Land-atmosphere interactions over the Indonesian Maritime Continent

Abstract

The “Maritime Continent” (MC) is the largest archipelago in the tropical region, consisting of over 22,000 islands and inhabited by more than 400 million people. This region has a significant impact on global atmospheric circulation, especially during the strong interannual climate variability events, such as El Niño Southern Oscillation (ENSO) and Indian Ocean Dipole (IOD) events, which can have far-reaching effects on global climate patterns. The region is also affected by seasonal variations, such as monsoons (Australian and Indian Monsoons), intraseasonal variations, such as the Madden-Julian Oscillation (MJO), and diurnal variations due to Sea Breeze Circulation (SBC). These multiscale variabilities influence the livelihood of the inhabitant through weather extremes and affect the practice and sustainability of agriculture in the region, which produces globally essential crops and agricultural commodities. Unfortunately, state-of-the-art global climate and weather prediction models suffer from persistent systematic bias in precipitation and limited prediction skills over the MC, also known as the “MC prediction barrier.” Additionally, the MC often disrupts the propagation of MJO, also called the “MC barrier effect.” Furthermore, the monsoon transition and onset over the region are challenging to precisely predict due to the “false onset,” which affects the planting time of the primary crops, eventually threatening food security. Recent studies hint that land surface properties might contribute to these problems. This dissertation investigates the role of land-atmosphere interactions over the Indonesian Maritime Continent. Specifically, the study explores the contribution of land-atmosphere feedback to the diurnal cycle of precipitation over the coastal regions of the Maritime Continent.
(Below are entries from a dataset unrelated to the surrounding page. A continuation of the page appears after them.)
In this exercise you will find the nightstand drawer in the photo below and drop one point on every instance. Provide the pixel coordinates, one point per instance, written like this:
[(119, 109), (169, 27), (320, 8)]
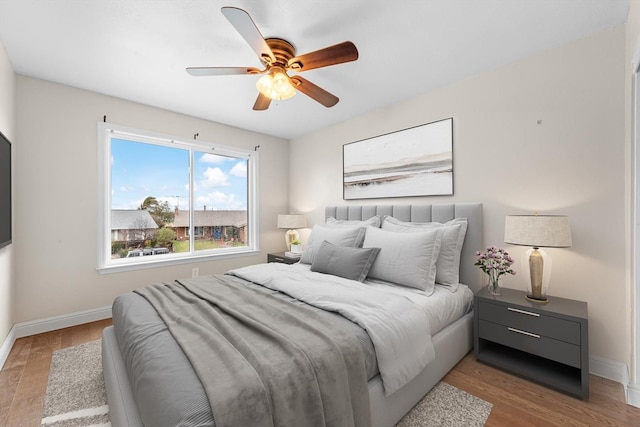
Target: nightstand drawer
[(530, 321), (530, 342)]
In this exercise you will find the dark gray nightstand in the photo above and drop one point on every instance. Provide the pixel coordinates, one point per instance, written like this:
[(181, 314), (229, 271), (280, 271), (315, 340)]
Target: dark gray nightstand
[(546, 343), (281, 257)]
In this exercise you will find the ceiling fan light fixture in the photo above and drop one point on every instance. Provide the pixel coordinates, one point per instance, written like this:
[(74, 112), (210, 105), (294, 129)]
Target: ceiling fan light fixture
[(276, 85)]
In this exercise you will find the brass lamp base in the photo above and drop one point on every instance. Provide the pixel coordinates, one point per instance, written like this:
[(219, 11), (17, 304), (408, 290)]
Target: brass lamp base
[(541, 300)]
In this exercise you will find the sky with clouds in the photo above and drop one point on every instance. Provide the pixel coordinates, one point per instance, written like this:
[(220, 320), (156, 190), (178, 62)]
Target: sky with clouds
[(139, 170)]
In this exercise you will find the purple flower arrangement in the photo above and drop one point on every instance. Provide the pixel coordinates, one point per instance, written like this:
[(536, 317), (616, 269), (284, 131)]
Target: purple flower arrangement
[(495, 262)]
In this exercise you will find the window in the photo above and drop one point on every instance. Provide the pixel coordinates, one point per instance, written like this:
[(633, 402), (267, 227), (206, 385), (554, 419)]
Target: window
[(167, 200)]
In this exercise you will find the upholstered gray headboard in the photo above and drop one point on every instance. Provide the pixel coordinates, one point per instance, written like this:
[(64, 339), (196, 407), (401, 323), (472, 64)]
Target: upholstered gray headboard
[(470, 275)]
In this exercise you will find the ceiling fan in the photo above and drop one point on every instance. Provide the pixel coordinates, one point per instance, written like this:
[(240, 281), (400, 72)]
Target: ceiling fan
[(278, 57)]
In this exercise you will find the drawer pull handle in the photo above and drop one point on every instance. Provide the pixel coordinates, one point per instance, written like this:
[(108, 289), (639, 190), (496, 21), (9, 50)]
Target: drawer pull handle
[(529, 334), (529, 313)]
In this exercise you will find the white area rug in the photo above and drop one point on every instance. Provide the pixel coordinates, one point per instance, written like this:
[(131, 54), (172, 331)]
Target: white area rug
[(76, 396), (446, 405), (75, 391)]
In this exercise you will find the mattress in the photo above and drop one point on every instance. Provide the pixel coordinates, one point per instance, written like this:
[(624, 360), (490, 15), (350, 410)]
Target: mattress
[(176, 396)]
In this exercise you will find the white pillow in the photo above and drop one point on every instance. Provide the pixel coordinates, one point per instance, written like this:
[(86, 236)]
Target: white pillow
[(448, 263), (341, 236), (374, 221), (408, 259)]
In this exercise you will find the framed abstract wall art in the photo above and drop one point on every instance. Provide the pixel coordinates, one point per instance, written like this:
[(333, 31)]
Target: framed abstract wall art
[(417, 161)]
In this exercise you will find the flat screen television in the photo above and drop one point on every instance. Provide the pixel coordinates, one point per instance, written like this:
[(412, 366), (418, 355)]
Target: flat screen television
[(5, 191)]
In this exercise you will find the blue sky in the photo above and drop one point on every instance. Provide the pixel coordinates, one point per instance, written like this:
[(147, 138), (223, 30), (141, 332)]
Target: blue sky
[(139, 170)]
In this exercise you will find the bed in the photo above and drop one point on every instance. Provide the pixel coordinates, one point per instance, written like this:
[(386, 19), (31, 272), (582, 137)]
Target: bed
[(451, 341)]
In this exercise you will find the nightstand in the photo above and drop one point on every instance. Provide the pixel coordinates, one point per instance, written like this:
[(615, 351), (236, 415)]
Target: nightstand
[(281, 257), (546, 343)]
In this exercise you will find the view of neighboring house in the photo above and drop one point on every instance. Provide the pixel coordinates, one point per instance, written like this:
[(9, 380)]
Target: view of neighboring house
[(130, 225), (226, 225)]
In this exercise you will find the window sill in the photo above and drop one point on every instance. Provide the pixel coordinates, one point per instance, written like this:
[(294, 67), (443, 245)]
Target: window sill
[(156, 263)]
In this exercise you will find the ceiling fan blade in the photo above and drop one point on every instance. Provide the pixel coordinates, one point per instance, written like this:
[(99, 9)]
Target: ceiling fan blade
[(222, 71), (332, 55), (262, 102), (243, 23), (315, 92)]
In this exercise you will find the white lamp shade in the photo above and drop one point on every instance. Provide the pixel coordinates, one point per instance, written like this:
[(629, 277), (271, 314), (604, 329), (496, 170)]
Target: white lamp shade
[(292, 221), (538, 231)]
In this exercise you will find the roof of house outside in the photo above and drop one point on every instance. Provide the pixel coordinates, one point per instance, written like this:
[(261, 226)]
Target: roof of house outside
[(131, 219), (211, 218)]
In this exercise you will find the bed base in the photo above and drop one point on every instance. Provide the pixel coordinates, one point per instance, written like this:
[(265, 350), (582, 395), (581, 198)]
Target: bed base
[(451, 345)]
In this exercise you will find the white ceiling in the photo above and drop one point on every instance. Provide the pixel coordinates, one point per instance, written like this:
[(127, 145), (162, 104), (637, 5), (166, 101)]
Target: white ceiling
[(138, 49)]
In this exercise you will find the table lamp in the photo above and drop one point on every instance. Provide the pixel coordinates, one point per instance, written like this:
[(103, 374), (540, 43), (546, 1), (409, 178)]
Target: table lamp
[(291, 222), (537, 231)]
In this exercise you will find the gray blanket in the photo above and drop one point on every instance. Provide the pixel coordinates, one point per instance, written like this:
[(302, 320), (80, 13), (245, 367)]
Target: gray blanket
[(263, 361)]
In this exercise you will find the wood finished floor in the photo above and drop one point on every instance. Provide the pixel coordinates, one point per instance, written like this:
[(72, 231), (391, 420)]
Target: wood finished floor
[(516, 402)]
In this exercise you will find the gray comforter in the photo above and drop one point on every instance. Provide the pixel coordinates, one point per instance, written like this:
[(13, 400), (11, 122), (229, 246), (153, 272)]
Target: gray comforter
[(297, 366)]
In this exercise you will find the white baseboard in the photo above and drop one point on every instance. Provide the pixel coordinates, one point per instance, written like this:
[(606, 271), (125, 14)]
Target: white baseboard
[(605, 368), (609, 369), (633, 395), (25, 329)]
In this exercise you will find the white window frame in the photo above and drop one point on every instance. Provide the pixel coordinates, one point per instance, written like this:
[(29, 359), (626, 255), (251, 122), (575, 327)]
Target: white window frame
[(107, 265)]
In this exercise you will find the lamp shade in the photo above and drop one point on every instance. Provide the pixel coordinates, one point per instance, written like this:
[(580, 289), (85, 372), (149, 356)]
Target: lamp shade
[(538, 231), (292, 221)]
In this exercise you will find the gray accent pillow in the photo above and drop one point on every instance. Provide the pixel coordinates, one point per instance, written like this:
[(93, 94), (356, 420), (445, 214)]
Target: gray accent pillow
[(350, 263), (448, 263), (342, 236), (407, 259), (374, 221)]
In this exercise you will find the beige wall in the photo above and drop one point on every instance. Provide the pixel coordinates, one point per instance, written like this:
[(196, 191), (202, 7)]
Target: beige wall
[(7, 114), (543, 134), (55, 248), (632, 54)]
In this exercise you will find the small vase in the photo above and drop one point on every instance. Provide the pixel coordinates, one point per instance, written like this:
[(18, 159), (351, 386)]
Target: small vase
[(494, 285)]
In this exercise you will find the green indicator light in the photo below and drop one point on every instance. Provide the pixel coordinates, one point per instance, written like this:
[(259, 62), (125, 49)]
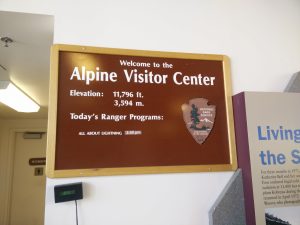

This study also examines the role of land-atmosphere interactions in MJO propagation across the MC. Finally, this study investigates how land-atmosphere feedback modulates the onset of the wet season in the region during the years without significant large-scale circulations. By pursuing these lines of inquiry, the dissertation aims to enhance our understanding of the complex interactions between land and atmosphere, increase resilience to the impacts of climate variability, and improve food security for the millions of people living on the Maritime Continent.